JAKARTA, KOMPAS.com - Presiden Joko Widodo akan menampung dan mengkaji usulan Menteri Dalam Negeri Tito Karnavian untuk mengevaluasi pemilihan kepala daerah yang selama ini dilaksanakan secara langsung.
Menteri Koordinator bidang Politik, Hukum dan Keamanan Mahfud MD menyebut usul tersebut sempat disampaikan Tito saat mendampingi Jokowi bertemu dengan Komisioner Komisi Pemilihan Umum, di Istana Merdeka, Jakarta, Senin (11/11/2019) pagi ini.
"Ada disinggung (soal Pilkada lewat DPRD).
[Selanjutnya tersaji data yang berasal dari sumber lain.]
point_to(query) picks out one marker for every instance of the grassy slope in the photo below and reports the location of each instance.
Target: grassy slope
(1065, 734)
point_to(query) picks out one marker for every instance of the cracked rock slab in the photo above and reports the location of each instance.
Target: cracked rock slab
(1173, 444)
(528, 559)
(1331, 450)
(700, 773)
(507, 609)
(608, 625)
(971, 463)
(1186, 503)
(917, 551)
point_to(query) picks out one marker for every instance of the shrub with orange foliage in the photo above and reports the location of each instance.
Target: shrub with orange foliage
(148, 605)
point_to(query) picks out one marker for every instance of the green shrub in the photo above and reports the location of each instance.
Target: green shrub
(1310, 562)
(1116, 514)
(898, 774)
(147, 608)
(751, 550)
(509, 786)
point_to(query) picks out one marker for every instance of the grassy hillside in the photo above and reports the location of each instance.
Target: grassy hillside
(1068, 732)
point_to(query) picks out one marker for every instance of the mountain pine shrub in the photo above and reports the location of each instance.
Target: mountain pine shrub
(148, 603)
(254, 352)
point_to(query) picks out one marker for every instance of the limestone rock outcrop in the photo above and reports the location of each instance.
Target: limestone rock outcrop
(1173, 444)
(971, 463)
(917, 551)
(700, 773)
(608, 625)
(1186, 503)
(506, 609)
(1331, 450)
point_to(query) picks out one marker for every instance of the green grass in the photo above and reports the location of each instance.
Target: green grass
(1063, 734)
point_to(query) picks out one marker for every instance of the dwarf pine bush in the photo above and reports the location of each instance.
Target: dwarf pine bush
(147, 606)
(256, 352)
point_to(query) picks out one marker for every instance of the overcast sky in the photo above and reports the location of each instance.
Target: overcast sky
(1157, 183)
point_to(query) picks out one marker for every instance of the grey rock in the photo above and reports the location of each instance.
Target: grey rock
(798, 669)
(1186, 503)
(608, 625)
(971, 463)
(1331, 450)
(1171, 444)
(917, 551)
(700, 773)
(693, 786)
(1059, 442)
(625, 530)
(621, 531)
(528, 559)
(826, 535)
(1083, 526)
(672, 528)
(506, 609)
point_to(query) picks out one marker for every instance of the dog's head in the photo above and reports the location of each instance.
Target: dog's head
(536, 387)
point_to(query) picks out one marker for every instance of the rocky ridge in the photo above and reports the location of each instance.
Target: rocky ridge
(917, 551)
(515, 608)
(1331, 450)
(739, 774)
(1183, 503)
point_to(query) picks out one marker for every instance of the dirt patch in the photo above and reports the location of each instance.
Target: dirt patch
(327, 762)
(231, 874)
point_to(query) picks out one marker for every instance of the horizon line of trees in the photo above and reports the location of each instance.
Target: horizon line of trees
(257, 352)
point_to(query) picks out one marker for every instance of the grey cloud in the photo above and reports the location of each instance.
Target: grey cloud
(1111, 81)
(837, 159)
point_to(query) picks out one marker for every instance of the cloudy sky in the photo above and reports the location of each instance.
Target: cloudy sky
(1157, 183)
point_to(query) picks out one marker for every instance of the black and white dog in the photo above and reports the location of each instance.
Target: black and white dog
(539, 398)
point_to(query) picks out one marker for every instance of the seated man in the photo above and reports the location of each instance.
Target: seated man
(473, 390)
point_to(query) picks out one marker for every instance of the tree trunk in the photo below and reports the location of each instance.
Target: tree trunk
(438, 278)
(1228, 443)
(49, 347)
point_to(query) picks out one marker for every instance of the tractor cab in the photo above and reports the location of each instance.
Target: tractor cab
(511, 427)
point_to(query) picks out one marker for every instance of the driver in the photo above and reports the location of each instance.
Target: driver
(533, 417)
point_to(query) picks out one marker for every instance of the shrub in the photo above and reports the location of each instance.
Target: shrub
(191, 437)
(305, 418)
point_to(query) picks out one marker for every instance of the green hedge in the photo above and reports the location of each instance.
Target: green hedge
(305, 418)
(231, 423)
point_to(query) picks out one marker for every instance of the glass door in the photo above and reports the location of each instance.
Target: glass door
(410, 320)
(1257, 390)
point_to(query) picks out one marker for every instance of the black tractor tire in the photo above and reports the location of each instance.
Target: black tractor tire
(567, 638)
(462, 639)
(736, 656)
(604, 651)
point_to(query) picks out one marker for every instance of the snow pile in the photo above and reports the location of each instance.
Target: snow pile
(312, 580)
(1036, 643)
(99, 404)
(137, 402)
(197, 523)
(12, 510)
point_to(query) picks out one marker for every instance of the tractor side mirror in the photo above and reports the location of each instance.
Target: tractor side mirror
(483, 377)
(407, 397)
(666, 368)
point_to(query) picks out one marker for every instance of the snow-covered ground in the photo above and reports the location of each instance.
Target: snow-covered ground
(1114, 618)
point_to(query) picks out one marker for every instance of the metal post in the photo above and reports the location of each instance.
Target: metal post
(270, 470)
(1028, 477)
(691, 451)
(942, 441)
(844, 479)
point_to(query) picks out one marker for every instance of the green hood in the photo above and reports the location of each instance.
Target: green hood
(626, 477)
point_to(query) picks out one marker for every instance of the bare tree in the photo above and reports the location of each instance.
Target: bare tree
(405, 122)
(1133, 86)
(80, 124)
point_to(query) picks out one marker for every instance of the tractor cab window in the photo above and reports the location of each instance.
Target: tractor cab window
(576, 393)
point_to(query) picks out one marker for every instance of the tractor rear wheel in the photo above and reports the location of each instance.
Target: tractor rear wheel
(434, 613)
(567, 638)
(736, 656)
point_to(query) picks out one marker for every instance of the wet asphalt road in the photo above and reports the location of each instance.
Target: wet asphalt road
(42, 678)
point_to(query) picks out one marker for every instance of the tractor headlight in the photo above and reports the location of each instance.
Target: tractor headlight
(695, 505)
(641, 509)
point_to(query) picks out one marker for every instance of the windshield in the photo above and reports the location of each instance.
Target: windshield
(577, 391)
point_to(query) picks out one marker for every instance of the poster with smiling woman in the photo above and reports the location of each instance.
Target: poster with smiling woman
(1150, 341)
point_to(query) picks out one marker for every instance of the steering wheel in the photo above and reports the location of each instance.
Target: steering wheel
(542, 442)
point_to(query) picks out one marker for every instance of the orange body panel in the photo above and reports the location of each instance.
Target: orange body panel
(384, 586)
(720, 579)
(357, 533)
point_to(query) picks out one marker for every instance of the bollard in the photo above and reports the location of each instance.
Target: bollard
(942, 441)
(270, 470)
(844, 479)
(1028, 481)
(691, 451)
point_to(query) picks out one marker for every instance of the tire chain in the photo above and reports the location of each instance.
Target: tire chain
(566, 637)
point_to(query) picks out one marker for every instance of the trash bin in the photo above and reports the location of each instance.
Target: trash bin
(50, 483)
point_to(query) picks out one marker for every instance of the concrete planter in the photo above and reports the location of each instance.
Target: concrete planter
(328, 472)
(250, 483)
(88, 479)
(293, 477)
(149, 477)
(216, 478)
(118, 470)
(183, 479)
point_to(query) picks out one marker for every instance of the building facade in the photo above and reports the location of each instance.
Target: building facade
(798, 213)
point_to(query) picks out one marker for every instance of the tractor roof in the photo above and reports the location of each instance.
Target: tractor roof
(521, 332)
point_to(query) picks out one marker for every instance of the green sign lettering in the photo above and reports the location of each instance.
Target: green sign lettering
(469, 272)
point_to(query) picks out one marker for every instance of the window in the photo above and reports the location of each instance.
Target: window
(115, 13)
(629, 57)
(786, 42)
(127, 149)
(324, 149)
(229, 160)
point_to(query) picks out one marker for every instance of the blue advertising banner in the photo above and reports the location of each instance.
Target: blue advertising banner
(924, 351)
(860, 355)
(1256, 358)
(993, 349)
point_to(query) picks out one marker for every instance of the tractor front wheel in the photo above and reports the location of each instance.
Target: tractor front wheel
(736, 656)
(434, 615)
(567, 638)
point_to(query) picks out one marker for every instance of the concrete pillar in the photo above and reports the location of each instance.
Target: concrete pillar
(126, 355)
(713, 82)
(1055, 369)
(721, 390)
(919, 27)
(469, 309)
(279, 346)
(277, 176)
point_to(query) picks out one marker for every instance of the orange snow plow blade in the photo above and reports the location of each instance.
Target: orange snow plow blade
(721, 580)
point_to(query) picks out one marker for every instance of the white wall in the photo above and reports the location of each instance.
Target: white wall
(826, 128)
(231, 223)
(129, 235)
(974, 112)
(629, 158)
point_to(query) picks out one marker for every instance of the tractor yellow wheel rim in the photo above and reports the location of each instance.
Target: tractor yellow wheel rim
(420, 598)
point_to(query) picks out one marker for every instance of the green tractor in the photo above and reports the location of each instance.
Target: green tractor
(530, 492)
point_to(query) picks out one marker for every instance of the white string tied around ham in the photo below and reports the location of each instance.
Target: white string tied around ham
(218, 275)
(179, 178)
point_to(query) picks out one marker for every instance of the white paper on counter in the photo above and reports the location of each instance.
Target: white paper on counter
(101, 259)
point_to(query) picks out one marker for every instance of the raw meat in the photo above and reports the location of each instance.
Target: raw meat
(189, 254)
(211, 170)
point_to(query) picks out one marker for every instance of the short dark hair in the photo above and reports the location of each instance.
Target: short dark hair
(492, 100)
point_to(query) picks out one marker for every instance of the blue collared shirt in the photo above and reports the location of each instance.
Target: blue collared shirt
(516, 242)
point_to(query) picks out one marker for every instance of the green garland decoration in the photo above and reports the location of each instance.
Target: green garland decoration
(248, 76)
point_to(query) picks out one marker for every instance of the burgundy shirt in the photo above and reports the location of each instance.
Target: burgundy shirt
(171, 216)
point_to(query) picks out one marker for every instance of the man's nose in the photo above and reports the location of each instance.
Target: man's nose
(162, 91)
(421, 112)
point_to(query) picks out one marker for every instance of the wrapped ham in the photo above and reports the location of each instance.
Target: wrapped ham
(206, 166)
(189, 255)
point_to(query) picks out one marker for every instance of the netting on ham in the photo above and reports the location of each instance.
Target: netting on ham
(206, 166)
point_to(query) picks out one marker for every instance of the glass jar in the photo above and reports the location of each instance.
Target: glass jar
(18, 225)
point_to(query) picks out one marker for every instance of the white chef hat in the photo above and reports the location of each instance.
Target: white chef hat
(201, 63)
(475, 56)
Tapi tidak dibahas," kata Mahfud kepada wartawan usai pertemuan.
Baca juga: KPU-Bawaslu Setuju Pilkada Langsung Dievaluasi, tetapi...
Presiden Jokowi sendiri belum menyampaikan sikap apakah setuju atau tidak atas usul Tito tersebut.
"Nanti dibahas semuanya, artinya semua ditampung dulu, semua ide ditampung. Posisi tadi kan KPU yang melapor. Kalau secara internal, nanti kita akan bicara," lanjut dia.
Saat ditanya wartawan soal pendapat pribadinya mengenai kekurangan dan kelebihan pilkada langsung atau melalui DPRD, Mahfud juga enggan berkomentar banyak.
Ia hanya menegaskan bahwa sampai saat ini belum ada sikap resmi yang diambil pemerintah.
Baca juga: Mendagri Ingin Pilkada Langsung Dievaluasi, Nasdem Tak Ingin Mundur
"Pemerintah belum punya pendapat resmi, kami baru saling lempar ide. Jadi belum dibahas dan belum ada kesimpulan. Tapi tentu akan dibahas," kata Mahfud.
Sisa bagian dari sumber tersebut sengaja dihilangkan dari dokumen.